(Damian Lemanski/Bloomberg News)
Bankrupt battery maker Northvolt AB will continue to operate in Sweden with a staff of 1,700 while its remaining employees will be laid off.
“Despite significant reductions, it is positive that the business can continue to some extent, which is likely crucial to enabling a full or partial sale of the business,” Northvolt’s bankruptcy trustee, Mikael Kubu, said in an emailed statement.
The company had a total staff of about 7,000 prior to running out of money last year following a series of operational blunders that forced it to file for bankruptcy protection in the U.S.
That legal process provided Northvolt with a temporary, and ultimately unsuccessful, lifeline while it sought to get its precarious finances on a stable footing. The end of the road came earlier this month when the group saw its business and assets put up for sale by a court-appointed trustee in Sweden.

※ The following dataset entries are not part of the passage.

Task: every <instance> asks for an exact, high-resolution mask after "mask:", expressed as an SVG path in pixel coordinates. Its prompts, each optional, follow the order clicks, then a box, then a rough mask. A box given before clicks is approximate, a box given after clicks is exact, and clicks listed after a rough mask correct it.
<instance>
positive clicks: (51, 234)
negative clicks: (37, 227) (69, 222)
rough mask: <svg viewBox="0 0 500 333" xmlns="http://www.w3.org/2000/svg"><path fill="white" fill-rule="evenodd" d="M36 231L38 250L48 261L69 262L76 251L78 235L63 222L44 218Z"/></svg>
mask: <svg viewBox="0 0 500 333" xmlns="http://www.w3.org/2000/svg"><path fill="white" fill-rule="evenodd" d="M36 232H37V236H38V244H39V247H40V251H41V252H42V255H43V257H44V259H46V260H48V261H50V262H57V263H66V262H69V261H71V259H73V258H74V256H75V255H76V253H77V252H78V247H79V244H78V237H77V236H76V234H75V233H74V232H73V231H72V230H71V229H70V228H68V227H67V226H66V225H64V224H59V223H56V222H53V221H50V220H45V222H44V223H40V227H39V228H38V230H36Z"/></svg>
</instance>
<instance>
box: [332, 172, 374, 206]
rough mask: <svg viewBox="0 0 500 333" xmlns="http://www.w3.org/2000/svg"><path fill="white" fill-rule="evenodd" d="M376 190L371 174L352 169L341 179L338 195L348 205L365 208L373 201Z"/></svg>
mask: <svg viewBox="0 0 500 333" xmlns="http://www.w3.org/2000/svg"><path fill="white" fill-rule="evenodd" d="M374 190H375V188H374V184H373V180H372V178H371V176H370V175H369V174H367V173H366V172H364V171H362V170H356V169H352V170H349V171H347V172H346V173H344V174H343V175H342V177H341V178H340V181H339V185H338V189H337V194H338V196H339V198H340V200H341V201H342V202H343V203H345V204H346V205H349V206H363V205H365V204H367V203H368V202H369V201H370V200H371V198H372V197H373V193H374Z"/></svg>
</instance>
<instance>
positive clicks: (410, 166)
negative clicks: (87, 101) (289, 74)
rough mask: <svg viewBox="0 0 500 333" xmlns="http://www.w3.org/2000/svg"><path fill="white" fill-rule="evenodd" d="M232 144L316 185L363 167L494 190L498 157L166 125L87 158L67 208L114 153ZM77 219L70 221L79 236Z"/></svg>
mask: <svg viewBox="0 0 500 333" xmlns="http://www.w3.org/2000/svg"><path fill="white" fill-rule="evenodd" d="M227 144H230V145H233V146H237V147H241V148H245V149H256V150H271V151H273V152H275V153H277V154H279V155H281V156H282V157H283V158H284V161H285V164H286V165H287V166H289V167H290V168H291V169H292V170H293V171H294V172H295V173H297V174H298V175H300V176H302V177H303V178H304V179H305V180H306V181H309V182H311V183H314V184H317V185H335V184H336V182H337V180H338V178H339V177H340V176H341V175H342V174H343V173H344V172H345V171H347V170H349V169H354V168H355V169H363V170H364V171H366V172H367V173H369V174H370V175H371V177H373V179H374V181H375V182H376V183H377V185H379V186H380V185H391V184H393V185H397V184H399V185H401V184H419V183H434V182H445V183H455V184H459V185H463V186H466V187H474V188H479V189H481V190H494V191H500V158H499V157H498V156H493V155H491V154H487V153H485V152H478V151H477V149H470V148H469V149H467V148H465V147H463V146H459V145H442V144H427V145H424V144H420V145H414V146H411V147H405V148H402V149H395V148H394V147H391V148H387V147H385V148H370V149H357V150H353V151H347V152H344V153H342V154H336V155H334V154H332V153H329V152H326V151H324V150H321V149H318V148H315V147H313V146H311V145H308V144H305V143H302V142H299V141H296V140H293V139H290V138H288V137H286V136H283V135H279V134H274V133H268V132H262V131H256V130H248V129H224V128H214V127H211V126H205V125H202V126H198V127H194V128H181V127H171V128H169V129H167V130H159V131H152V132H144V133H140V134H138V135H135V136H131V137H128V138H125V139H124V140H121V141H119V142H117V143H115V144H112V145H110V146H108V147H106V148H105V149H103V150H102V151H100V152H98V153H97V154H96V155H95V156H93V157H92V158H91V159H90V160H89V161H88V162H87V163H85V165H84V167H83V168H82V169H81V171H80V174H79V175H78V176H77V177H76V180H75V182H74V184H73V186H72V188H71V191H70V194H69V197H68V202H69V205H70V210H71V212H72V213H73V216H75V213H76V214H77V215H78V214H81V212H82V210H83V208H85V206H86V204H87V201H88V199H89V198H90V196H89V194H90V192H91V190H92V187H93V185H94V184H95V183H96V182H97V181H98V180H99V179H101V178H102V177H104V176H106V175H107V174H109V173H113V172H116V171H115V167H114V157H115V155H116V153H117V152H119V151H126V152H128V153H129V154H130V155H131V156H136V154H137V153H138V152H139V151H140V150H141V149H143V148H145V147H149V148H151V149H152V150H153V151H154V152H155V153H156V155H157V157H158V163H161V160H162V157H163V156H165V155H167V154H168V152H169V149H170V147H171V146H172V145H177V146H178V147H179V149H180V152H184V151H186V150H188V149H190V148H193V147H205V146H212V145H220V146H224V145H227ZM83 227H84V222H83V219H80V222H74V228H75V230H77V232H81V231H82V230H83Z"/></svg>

Northvolt, once seen as Europe’s answer to a homegrown battery champion, amassed about $10 billion in debt and equity since being founded in 2016. Multiple financing rounds across a range of instruments have created a long line of lending banks and shareholders facing the prospect of sizable losses.
The bankruptcy estates have now reached “a principal agreement with the relevant stakeholders regarding financial guarantees to conduct the continued operations,” Kubu said, adding that the accord will be formalized in the coming days.